Respuesta :
The Renaissance was a period of cultural rebirth that had a massive impact on the way the world funded art, produced art, disseminated culture, and more.
Answer:
Renaissance was the period of European history from about the middle of the fourteenth century to the end of the sixteenth century. Scholars, however, did not reach a consensus on this chronology, with considerable variations in the dates according to the author. Although the transformations are very evident in culture, society, economy, politics and religion, characterizing the transition from feudalism to capitalism and signifying an evolution in relation to medieval structures, the term is most commonly used to describe its effects on the arts, philosophy and in the sciences.
It was called Renaissance because of the intense revaluation of the references of Classical Antiquity, which guided a progressive slowing down of the influence of religious dogmatism and mysticism on culture and society, with a concomitant and increasing appreciation of rationality, science and nature. In this process the human being was clothed with a new dignity and placed in the center of Creation, and for that reason the main stream of thought of this period was given the name of humanism.

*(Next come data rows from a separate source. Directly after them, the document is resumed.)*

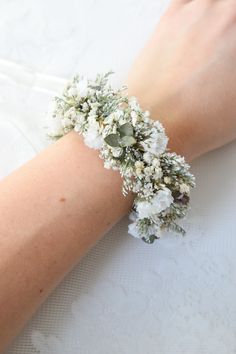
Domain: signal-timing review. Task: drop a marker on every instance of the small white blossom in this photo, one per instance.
(184, 188)
(117, 152)
(158, 173)
(148, 157)
(82, 87)
(72, 92)
(167, 179)
(92, 138)
(159, 202)
(156, 143)
(133, 230)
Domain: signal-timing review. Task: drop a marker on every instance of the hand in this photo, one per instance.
(185, 75)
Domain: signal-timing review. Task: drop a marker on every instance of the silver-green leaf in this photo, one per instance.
(127, 141)
(126, 129)
(112, 140)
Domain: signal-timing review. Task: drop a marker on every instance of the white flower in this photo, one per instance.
(139, 165)
(184, 188)
(148, 170)
(92, 138)
(133, 103)
(82, 87)
(156, 162)
(156, 143)
(158, 173)
(66, 122)
(167, 180)
(56, 128)
(148, 157)
(117, 152)
(134, 117)
(72, 92)
(71, 113)
(158, 203)
(134, 230)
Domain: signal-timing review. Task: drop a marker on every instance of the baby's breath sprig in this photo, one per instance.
(132, 143)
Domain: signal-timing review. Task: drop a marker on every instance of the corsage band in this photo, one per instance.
(132, 143)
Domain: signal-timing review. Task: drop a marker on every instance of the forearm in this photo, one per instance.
(53, 209)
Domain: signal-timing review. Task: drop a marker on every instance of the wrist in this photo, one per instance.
(173, 114)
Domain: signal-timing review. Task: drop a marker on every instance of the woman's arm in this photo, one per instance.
(53, 209)
(58, 205)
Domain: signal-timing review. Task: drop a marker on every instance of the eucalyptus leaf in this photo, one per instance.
(150, 240)
(127, 141)
(112, 140)
(126, 130)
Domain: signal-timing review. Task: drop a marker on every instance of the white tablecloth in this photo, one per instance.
(125, 297)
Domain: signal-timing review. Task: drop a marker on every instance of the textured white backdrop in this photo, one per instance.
(125, 297)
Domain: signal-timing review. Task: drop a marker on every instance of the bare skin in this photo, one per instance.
(185, 75)
(61, 203)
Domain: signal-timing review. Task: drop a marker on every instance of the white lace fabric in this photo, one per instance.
(125, 297)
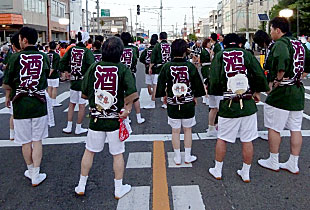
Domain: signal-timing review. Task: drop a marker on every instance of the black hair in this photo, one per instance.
(178, 48)
(126, 38)
(112, 49)
(231, 40)
(261, 38)
(214, 37)
(163, 35)
(15, 40)
(153, 41)
(154, 36)
(100, 38)
(97, 44)
(79, 36)
(30, 34)
(52, 45)
(280, 23)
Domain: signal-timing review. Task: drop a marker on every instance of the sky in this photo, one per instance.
(174, 11)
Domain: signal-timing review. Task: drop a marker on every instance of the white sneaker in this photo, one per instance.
(123, 191)
(67, 130)
(269, 164)
(289, 167)
(79, 131)
(150, 106)
(27, 174)
(244, 176)
(190, 159)
(57, 104)
(80, 190)
(211, 133)
(264, 136)
(215, 173)
(177, 160)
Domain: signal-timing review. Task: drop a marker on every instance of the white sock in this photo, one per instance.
(218, 166)
(138, 116)
(246, 167)
(211, 127)
(69, 124)
(78, 126)
(12, 133)
(188, 152)
(118, 183)
(29, 166)
(177, 153)
(83, 180)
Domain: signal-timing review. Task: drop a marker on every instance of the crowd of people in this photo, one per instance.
(222, 70)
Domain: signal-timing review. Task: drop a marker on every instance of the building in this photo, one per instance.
(108, 26)
(234, 14)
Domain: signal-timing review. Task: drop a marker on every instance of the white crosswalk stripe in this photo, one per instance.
(187, 197)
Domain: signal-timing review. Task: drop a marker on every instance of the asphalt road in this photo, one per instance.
(61, 162)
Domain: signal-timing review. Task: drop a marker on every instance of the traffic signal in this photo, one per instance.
(138, 9)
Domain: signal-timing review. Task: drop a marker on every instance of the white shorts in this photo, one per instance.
(11, 109)
(177, 123)
(76, 97)
(228, 128)
(278, 119)
(150, 79)
(53, 82)
(28, 130)
(96, 139)
(214, 101)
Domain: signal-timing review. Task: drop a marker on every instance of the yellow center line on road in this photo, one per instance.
(160, 185)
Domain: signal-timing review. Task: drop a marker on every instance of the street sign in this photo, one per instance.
(105, 12)
(263, 17)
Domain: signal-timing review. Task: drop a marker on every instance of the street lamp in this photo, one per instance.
(287, 13)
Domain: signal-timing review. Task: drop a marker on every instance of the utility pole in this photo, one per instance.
(193, 20)
(98, 22)
(247, 21)
(87, 15)
(131, 21)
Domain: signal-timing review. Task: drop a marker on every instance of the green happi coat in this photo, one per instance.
(160, 56)
(205, 60)
(72, 63)
(121, 85)
(146, 58)
(219, 77)
(180, 71)
(27, 76)
(288, 97)
(54, 59)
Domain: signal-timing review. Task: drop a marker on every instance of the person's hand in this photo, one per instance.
(124, 114)
(7, 102)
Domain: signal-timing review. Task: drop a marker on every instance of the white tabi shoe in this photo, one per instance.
(271, 163)
(215, 173)
(291, 165)
(119, 193)
(190, 159)
(81, 130)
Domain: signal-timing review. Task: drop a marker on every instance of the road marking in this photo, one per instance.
(137, 199)
(160, 185)
(146, 99)
(139, 160)
(171, 163)
(132, 138)
(76, 108)
(187, 197)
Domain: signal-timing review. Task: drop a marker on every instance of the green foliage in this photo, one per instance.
(304, 14)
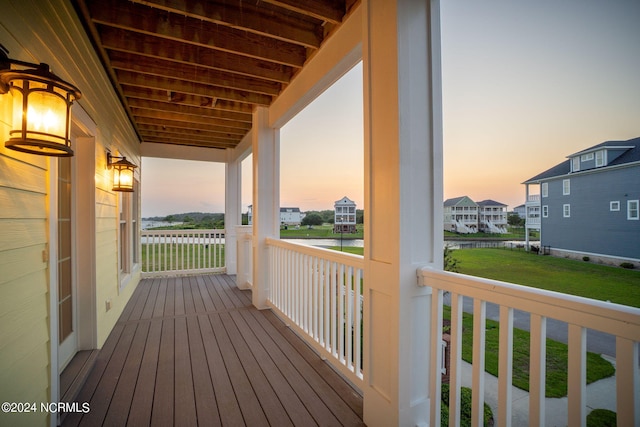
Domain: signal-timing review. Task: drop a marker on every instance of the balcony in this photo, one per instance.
(193, 351)
(319, 295)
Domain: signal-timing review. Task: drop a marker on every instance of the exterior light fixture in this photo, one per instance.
(41, 107)
(122, 173)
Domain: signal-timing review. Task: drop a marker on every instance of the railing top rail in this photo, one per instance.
(327, 254)
(616, 319)
(183, 231)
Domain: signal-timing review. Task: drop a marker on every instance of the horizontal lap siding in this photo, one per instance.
(24, 297)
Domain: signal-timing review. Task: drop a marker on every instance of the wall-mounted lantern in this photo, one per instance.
(122, 173)
(41, 107)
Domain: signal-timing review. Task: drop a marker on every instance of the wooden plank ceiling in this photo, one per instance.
(189, 72)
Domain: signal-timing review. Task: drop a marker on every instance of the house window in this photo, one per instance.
(575, 164)
(633, 209)
(125, 215)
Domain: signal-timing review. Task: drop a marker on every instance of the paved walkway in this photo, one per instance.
(600, 395)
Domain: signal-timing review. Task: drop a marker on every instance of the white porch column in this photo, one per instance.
(232, 210)
(403, 204)
(266, 199)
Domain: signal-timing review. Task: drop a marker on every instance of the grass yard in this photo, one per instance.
(557, 274)
(600, 282)
(178, 256)
(557, 360)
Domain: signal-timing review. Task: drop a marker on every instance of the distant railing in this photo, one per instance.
(533, 198)
(320, 292)
(180, 252)
(580, 313)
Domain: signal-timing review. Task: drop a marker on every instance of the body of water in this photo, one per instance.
(359, 243)
(146, 224)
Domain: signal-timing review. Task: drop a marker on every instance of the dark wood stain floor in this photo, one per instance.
(193, 351)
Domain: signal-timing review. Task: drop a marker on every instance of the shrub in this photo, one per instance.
(601, 418)
(465, 408)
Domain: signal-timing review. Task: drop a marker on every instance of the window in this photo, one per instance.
(125, 208)
(633, 209)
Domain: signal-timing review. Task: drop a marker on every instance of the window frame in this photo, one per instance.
(636, 209)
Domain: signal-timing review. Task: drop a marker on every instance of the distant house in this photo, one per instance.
(344, 216)
(521, 211)
(461, 215)
(590, 203)
(492, 217)
(288, 216)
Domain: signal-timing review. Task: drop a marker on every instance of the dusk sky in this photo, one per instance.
(525, 84)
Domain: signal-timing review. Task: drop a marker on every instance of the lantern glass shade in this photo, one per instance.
(41, 113)
(123, 175)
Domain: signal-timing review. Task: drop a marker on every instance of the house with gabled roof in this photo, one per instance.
(461, 215)
(588, 205)
(492, 216)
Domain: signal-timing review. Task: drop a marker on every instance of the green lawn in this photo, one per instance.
(558, 274)
(557, 360)
(600, 282)
(181, 257)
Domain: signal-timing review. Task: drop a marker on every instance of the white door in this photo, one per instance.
(67, 322)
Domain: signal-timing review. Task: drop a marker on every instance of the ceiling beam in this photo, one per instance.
(246, 16)
(208, 127)
(116, 39)
(185, 99)
(325, 10)
(189, 72)
(155, 82)
(144, 20)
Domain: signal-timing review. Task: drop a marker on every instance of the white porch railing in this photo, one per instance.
(174, 252)
(320, 292)
(580, 314)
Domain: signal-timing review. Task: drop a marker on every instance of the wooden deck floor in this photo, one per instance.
(194, 351)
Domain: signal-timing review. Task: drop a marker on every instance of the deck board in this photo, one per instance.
(194, 351)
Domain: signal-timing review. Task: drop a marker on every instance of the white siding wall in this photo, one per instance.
(38, 31)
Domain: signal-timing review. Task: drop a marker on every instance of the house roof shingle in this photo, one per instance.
(631, 155)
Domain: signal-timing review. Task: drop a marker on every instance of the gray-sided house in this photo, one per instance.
(589, 204)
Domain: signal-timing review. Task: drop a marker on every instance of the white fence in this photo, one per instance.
(580, 314)
(320, 292)
(175, 252)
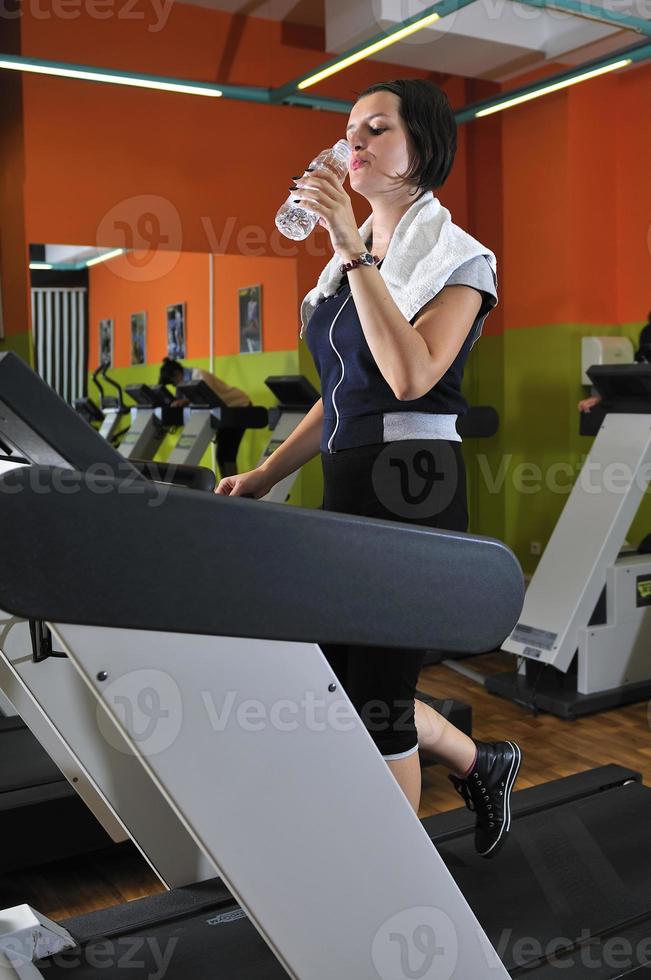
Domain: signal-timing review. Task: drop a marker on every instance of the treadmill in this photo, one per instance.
(42, 784)
(309, 885)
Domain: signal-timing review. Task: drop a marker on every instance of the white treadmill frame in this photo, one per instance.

The movement manifested itself first in the Italian region of Tuscany, with the main centers of the cities of Florence and Siena, from where it spread to the rest of the Italian peninsula and then to virtually all Western European countries, driven by the development of the press and by the circulation of artists and works. Italy has always remained the place where the movement presented its most typical expression, but Renaissance manifestations of great importance have also occurred in England, France, Germany, the Netherlands and the Iberian Peninsula. The international diffusion of Italian references has generally produced an art very different from its models, influenced by regional traditions, which for many is better defined as a new style, Mannerism. The term Renaissance was first recorded by Giorgio Vasari in the sixteenth century, a historian who endeavored to place Florence as the protagonist of all major innovations, and his writings exerted a decisive influence on later criticism.
For a long time the period was seen in the United States and Europe as a homogeneous, coherent and ever progressive movement, as the most interesting and fruitful period since Antiquity, and one of its phases, the High Renaissance, was consecrated as the apotheosis of the long previous search for the most sublime expression and the most perfect imitation of the classics, and his artistic legacy was considered an unsurpassable paradigm of quality. However, studies carried out in the last decades have revised these traditional opinions as immaterial or stereotyped, and have seen the period as much more complex, diversified, contradictory and unpredictable than has been supposed for generations. The new consensus, however, recognizes the Renaissance as an important milestone in European history as a phase of rapid and relevant change in many areas, such as a constellation of cultural signs and symbols that defined much of what Europe was up to the French Revolution, and which continues to exert great influence even today in many parts of the world, both in academic circles and in popular culture.